Para los más exigentes, el arranque de la feria de La Peregrina, puede que les haya sabido a poco, o que quizás esperasen algo más, pero la verdad es que los siete mil aficionados que abarrotaron el coso de San Roque tuvieron motivos más que sobrados para salir satisfechos: hubo emoción, polémica con la presidencia (que ya se va convirtiendo en una costumbre), arte taurino, un ganado más que aceptable para los tiempos que corren, dos diestros a hombros, y aires de tragedia, que sobrevolaron la plaza, pero que afortunadamente se quedaron en susto, por la grave cogida del torilero de la plaza, José María Muñoz.

José Tomás sigue agrandando su leyenda, y a su tirón o reclamo, la afición respondió, y de qué manera. A la estela del diestro de Galapagar se subió el francés Sebastián Castella. Ambos consiguieron abrir la puerta grande y abandonar la plaza a hombros, después de dos meritorias, artísticas y valerosas faenas. Especial mérito tiene su actuación en el quinto y sexto toro de la tarde, ya que tuvieron que superar el cierto estado de shock provocado por la cogida del torilero, cuando se intentaba retirar al inválido que había salido en quinto lugar en el orden de lidia, y que hizo su aparición en la arena con el pitón izquierdo roto.

La decepción, sin duda, la supuso la flojísima actuación de Finito de Córdoba, que pasó por el albero pontevedrés con más pena que gloria, y dejando la sensación de estar muy lejos del estado de forma que se necesita para ponerse delante de un toro. Si bien es cierto que lo tocó en suerte posiblemente el peor lote, también lo es que hizo bien poco para tratar de sacar a sus enemigos el poco juego que pudieran dar, limitándose a dar pases sin ligazón, profundidad ni continuidad, para rematar sus faenas con algo que incluso en sus mejores tiempos era ya su punto débil: la deficiente utilización del acero.

Con estos antecedentes, hasta el segundo de la tarde no empezó realmente el festejo. Pero fue pisar la arena José Tomás, y el éxtasis colectivo se apoderó de la plaza. El de Galapagar estuvo en su línea: torero, artista, valiente, temerario, y todos los adjetivos que a uno se le ocurran. Por estar, hasta la banda de música estuvo inspirada, porque qué mejor acompañamiento musical que el pasadoble que lleva el nombre de una leyenda como "Manolete" para la ya leyenda viva del toreo.
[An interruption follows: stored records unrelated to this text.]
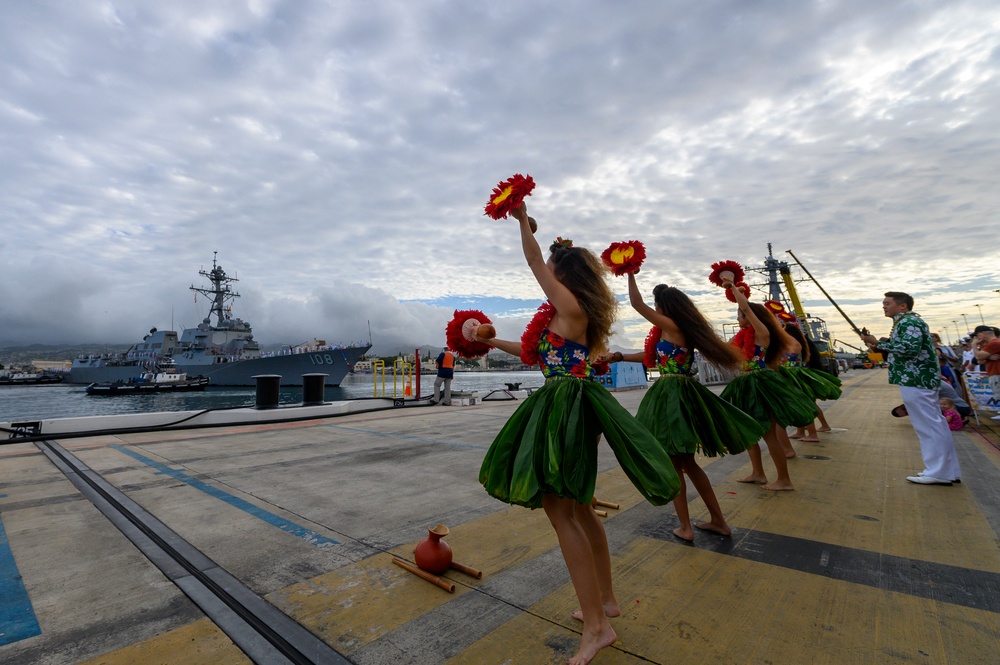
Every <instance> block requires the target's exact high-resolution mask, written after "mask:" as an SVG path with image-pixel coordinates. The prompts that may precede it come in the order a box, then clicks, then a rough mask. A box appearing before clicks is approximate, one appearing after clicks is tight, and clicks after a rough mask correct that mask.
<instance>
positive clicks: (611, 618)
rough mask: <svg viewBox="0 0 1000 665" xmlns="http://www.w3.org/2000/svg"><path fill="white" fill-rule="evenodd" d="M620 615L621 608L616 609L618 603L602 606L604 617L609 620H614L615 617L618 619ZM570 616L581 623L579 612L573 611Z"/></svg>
mask: <svg viewBox="0 0 1000 665" xmlns="http://www.w3.org/2000/svg"><path fill="white" fill-rule="evenodd" d="M621 615H622V608H620V607H618V603H614V604H611V605H605V606H604V616H606V617H608V618H609V619H614V618H615V617H620V616H621ZM570 616H571V617H572V618H574V619H576V620H577V621H583V612H581V611H580V610H575V611H573V612H571V613H570Z"/></svg>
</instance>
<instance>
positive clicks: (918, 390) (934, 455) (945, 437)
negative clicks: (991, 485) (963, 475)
mask: <svg viewBox="0 0 1000 665" xmlns="http://www.w3.org/2000/svg"><path fill="white" fill-rule="evenodd" d="M899 392H900V393H901V394H902V395H903V404H905V405H906V412H907V413H909V414H910V422H911V423H912V424H913V431H915V432H916V433H917V438H918V439H920V455H921V457H923V458H924V475H925V476H930V477H931V478H938V479H939V480H955V479H956V478H961V477H962V470H961V469H960V468H959V466H958V454H957V453H956V452H955V439H954V438H953V437H952V435H951V430H950V429H948V421H947V420H945V419H944V416H943V415H941V405H940V404H939V403H938V391H936V390H927V389H926V388H911V387H910V386H900V387H899Z"/></svg>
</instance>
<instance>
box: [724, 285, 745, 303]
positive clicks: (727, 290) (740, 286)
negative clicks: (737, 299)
mask: <svg viewBox="0 0 1000 665" xmlns="http://www.w3.org/2000/svg"><path fill="white" fill-rule="evenodd" d="M733 288H734V289H739V290H740V291H742V292H743V295H744V296H746V299H747V300H750V287H749V286H748V285H747V284H746V283H745V282H736V284H734V285H733ZM726 300H728V301H729V302H733V303H734V302H736V296H734V295H733V289H726Z"/></svg>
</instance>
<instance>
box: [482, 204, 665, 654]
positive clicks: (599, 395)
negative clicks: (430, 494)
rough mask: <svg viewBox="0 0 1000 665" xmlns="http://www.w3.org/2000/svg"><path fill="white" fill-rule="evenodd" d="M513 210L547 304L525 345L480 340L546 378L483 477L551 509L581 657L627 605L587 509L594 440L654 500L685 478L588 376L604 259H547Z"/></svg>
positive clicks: (596, 327)
mask: <svg viewBox="0 0 1000 665" xmlns="http://www.w3.org/2000/svg"><path fill="white" fill-rule="evenodd" d="M510 214H511V215H512V216H513V217H514V218H515V219H517V220H518V222H519V224H520V229H521V247H522V249H523V250H524V257H525V259H526V260H527V262H528V267H529V268H530V269H531V272H532V274H533V275H534V276H535V279H536V280H537V281H538V284H539V286H541V287H542V290H543V291H544V292H545V295H546V296H547V297H548V302H547V303H545V304H543V305H542V307H540V308H539V311H538V314H536V315H535V319H534V320H532V323H531V324H530V325H529V326H528V329H527V330H526V331H525V333H524V336H523V337H522V338H521V342H520V343H517V342H512V341H506V340H501V339H497V338H492V339H485V338H482V337H478V341H480V342H483V343H486V344H489V345H490V346H494V347H497V348H500V349H502V350H504V351H507V352H508V353H514V354H518V355H520V356H521V359H522V361H523V362H524V363H525V364H527V365H533V364H537V365H540V366H541V369H542V373H543V374H544V375H545V377H546V379H545V385H544V386H543V387H542V388H541V389H539V390H537V391H535V392H533V393H532V394H531V396H530V397H528V399H526V400H525V401H524V402H523V403H522V404H521V406H519V407H518V409H517V410H516V411H515V412H514V413H513V414H512V415H511V417H510V420H508V421H507V424H506V425H504V427H503V429H501V430H500V433H499V434H497V436H496V438H495V439H494V440H493V444H492V445H491V446H490V449H489V451H488V452H487V453H486V458H485V459H484V460H483V465H482V468H481V469H480V472H479V482H481V483H482V484H483V486H484V487H485V488H486V491H487V492H489V493H490V495H491V496H494V497H496V498H497V499H500V500H501V501H506V502H507V503H511V504H516V505H519V506H526V507H528V508H538V507H542V508H543V509H544V510H545V514H546V516H548V518H549V521H550V522H551V523H552V526H553V528H554V529H555V531H556V535H557V537H558V539H559V547H560V549H561V550H562V554H563V559H564V560H565V562H566V567H567V568H568V569H569V574H570V579H571V580H572V581H573V589H574V590H575V591H576V595H577V598H578V600H579V601H580V614H579V615H578V616H579V618H580V619H581V620H582V621H583V635H582V638H581V640H580V650H579V651H578V652H577V653H576V655H574V656H573V658H571V659H570V661H569V662H570V663H573V664H574V665H581V664H583V663H588V662H590V660H591V659H592V658H593V657H594V655H596V654H597V652H598V651H599V650H600V649H602V648H603V647H606V646H608V645H610V644H612V643H613V642H614V641H615V640H616V639H617V635H616V634H615V631H614V629H612V627H611V624H610V623H609V622H608V617H609V616H612V617H614V616H618V615H619V614H620V613H621V610H620V608H619V605H618V601H617V599H616V598H615V595H614V590H613V589H612V584H611V555H610V553H609V552H608V542H607V537H606V536H605V534H604V527H603V525H602V524H601V522H600V520H599V519H598V518H597V515H596V514H595V513H594V509H593V508H592V507H591V501H592V500H593V497H594V485H595V483H596V481H597V443H598V438H599V437H600V436H601V434H603V435H604V436H605V438H606V439H607V441H608V444H609V445H610V446H611V449H612V450H613V451H614V453H615V456H616V457H617V458H618V462H619V463H620V464H621V467H622V470H623V471H624V472H625V473H626V475H627V476H628V478H629V480H631V481H632V483H633V484H634V485H635V486H636V488H637V489H638V490H639V492H640V493H641V494H642V495H643V496H644V497H645V498H646V499H647V500H649V501H650V503H652V504H654V505H663V504H665V503H667V502H669V501H671V500H672V499H673V498H674V497H675V496H677V492H678V490H679V485H680V483H679V481H678V479H677V474H676V472H675V471H674V469H673V466H672V465H671V463H670V458H669V457H668V456H667V453H666V451H664V450H663V447H662V446H661V445H660V444H659V443H658V442H657V441H656V439H654V438H653V436H652V435H651V434H650V433H649V432H647V431H646V429H645V428H644V427H643V426H642V425H640V424H639V422H638V421H636V420H635V418H633V417H632V416H631V415H630V414H629V413H628V411H626V410H625V409H624V408H623V407H622V406H621V405H620V404H619V403H618V401H617V400H615V398H614V397H613V396H612V395H611V393H609V392H608V391H607V390H605V389H604V388H603V387H602V386H601V385H600V384H599V383H597V382H595V381H593V380H592V378H593V376H594V368H593V367H592V365H591V360H590V358H591V354H597V353H603V352H604V351H605V348H606V340H607V338H608V336H609V335H610V334H611V324H612V321H613V320H614V314H615V310H616V302H615V298H614V296H613V295H612V293H611V289H610V288H609V287H608V284H607V282H606V281H605V280H604V277H603V273H604V269H603V266H602V265H601V263H600V261H598V259H597V257H596V256H594V255H593V254H592V253H591V252H589V251H587V250H585V249H583V248H580V247H573V246H572V243H571V242H569V241H562V240H560V241H557V242H556V243H554V244H553V245H552V247H551V252H552V255H551V257H550V258H549V260H548V262H546V261H545V259H544V258H543V257H542V252H541V249H540V248H539V247H538V242H537V241H536V240H535V238H534V236H533V235H532V230H531V223H530V221H529V217H528V213H527V210H526V208H525V206H524V205H523V204H520V205H518V206H517V207H516V208H514V209H513V210H511V212H510Z"/></svg>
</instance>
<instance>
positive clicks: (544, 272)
mask: <svg viewBox="0 0 1000 665" xmlns="http://www.w3.org/2000/svg"><path fill="white" fill-rule="evenodd" d="M510 214H511V216H512V217H514V218H515V219H516V220H517V221H518V222H519V224H520V227H521V249H522V250H523V251H524V258H525V260H526V261H527V262H528V267H529V268H531V274H533V275H534V276H535V281H537V282H538V285H539V286H541V287H542V291H544V292H545V296H546V297H547V298H548V299H549V302H551V303H552V305H553V307H555V308H556V312H557V313H558V316H559V317H561V318H562V319H563V324H564V325H563V326H560V325H559V324H558V323H557V322H556V321H555V320H553V325H552V328H553V332H556V333H558V334H560V335H562V336H563V337H567V338H569V339H575V340H580V339H581V338H582V339H584V340H585V339H586V329H587V316H586V314H584V312H583V310H582V309H581V308H580V303H579V301H578V300H577V298H576V296H575V295H573V292H572V291H570V290H569V289H568V288H567V287H566V286H564V285H563V284H562V283H561V282H560V281H559V280H558V279H557V278H556V276H555V273H554V272H553V271H552V269H551V268H549V266H548V265H547V264H546V262H545V258H544V256H543V255H542V248H541V247H539V246H538V240H536V239H535V235H534V233H532V232H531V222H530V221H529V220H530V218H529V217H528V208H527V206H526V205H525V204H523V203H522V204H521V205H519V206H518V207H517V208H515V209H514V210H512V211H511V213H510Z"/></svg>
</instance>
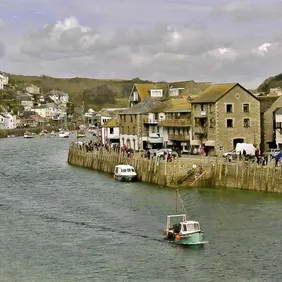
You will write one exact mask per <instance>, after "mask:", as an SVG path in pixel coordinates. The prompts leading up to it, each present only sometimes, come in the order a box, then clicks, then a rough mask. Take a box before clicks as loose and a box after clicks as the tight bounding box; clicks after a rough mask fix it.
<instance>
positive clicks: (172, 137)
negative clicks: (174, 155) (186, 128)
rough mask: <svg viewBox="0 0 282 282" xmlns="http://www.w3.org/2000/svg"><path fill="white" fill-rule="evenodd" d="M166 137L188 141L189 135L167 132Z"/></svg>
mask: <svg viewBox="0 0 282 282" xmlns="http://www.w3.org/2000/svg"><path fill="white" fill-rule="evenodd" d="M168 139H169V140H175V141H188V140H190V136H189V135H179V134H169V135H168Z"/></svg>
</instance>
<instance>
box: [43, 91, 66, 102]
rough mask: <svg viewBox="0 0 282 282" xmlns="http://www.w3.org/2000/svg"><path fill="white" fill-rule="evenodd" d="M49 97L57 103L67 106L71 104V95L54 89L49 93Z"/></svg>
mask: <svg viewBox="0 0 282 282" xmlns="http://www.w3.org/2000/svg"><path fill="white" fill-rule="evenodd" d="M47 96H49V97H50V99H52V100H53V101H54V102H55V103H59V104H65V105H66V104H67V103H68V102H69V94H67V93H65V92H63V91H59V90H54V89H53V90H52V91H50V92H48V93H47Z"/></svg>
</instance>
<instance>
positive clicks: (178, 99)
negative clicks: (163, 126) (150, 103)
mask: <svg viewBox="0 0 282 282" xmlns="http://www.w3.org/2000/svg"><path fill="white" fill-rule="evenodd" d="M190 111H191V103H189V102H188V100H187V99H185V98H179V99H169V100H167V101H164V102H162V103H161V104H160V105H158V106H157V107H156V108H154V109H153V110H152V112H153V113H179V112H190Z"/></svg>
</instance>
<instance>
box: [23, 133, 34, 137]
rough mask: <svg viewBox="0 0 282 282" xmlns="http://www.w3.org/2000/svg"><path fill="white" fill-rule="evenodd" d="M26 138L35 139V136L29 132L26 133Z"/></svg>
mask: <svg viewBox="0 0 282 282" xmlns="http://www.w3.org/2000/svg"><path fill="white" fill-rule="evenodd" d="M24 138H34V134H31V133H29V132H25V133H24Z"/></svg>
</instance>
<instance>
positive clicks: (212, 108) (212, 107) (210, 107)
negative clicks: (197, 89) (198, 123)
mask: <svg viewBox="0 0 282 282" xmlns="http://www.w3.org/2000/svg"><path fill="white" fill-rule="evenodd" d="M210 113H213V104H210Z"/></svg>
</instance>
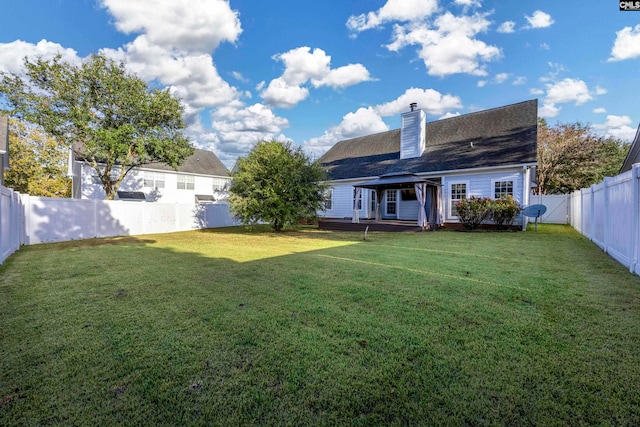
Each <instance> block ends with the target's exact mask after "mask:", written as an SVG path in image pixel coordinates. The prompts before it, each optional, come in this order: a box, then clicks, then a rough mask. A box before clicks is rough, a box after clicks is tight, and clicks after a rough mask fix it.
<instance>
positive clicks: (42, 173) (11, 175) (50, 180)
mask: <svg viewBox="0 0 640 427" xmlns="http://www.w3.org/2000/svg"><path fill="white" fill-rule="evenodd" d="M9 123H10V124H9V158H10V159H11V160H10V161H11V168H10V169H9V170H8V171H7V172H6V173H5V185H6V186H7V187H11V188H13V189H14V190H16V191H19V192H21V193H25V194H30V195H32V196H45V197H70V196H71V182H70V179H69V178H67V176H66V167H67V158H68V151H67V150H65V149H64V148H62V147H61V146H60V145H59V144H57V143H56V141H55V140H54V139H53V138H51V137H50V136H49V135H47V134H46V133H44V132H43V131H42V129H39V128H38V127H36V126H33V125H29V124H28V123H24V122H19V121H17V120H13V119H12V120H10V122H9Z"/></svg>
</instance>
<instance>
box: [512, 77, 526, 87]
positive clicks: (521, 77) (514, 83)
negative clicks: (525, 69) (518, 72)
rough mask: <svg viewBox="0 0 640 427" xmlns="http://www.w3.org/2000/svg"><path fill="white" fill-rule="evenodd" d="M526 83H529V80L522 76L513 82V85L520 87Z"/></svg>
mask: <svg viewBox="0 0 640 427" xmlns="http://www.w3.org/2000/svg"><path fill="white" fill-rule="evenodd" d="M526 82H527V78H526V77H525V76H520V77H517V78H516V79H515V80H514V81H513V85H514V86H519V85H523V84H525V83H526Z"/></svg>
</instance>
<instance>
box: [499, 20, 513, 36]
mask: <svg viewBox="0 0 640 427" xmlns="http://www.w3.org/2000/svg"><path fill="white" fill-rule="evenodd" d="M515 26H516V23H515V22H513V21H505V22H503V23H502V24H500V26H499V27H498V29H497V30H496V31H497V32H499V33H504V34H509V33H514V32H515V31H516V30H515Z"/></svg>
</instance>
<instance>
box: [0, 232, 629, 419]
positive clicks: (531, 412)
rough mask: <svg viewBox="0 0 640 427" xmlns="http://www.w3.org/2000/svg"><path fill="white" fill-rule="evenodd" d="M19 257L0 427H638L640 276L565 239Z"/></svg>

El desfile de "estatuarios" (majestuosos), naturales (para enmarcar), ayudados (con los pies espectacularmente anclados en la arena), y toda la gama marca de la casa. Cierto es que la estocada no fue la mejor que dio en su vida, pero las dos orejas eran el justo premio que todos esperaban, y que el presidente se negó a conceder (la segunda) en una protestadísima decisión, que le costó la gran bronca de la tarde.

Tras el incidente del quinto, Dengosillo de nombre y 545 kilos de peso, el sobrero que saltó en su lugar resultó ser el único morlaco con mala baba, pero Tomás solventó las dificultades de su lidia como sólo los más grandes pueden hacerlo, con una faena de menos a más y que supo rematar con el público entregado y una gran estocada que le valió, ahora sí, dos merecidas orejas, y sirvió para acrecentar más si cabe el fervor del público pontevedrés.

Castella lo tenía difícil. Salir detrás de un fenómeno no es cómodo porque hasta el público necesita un respiro. Por eso su mérito fue mayor. Una oreja a cada uno de sus rivales, y acompañar al más grande en su salida a hombros, después de sendas faenas largas, vistosas y valientes, forjadas en los medios, y justificando las buenas maneras que ya apuntara en su debut en Pontevedra.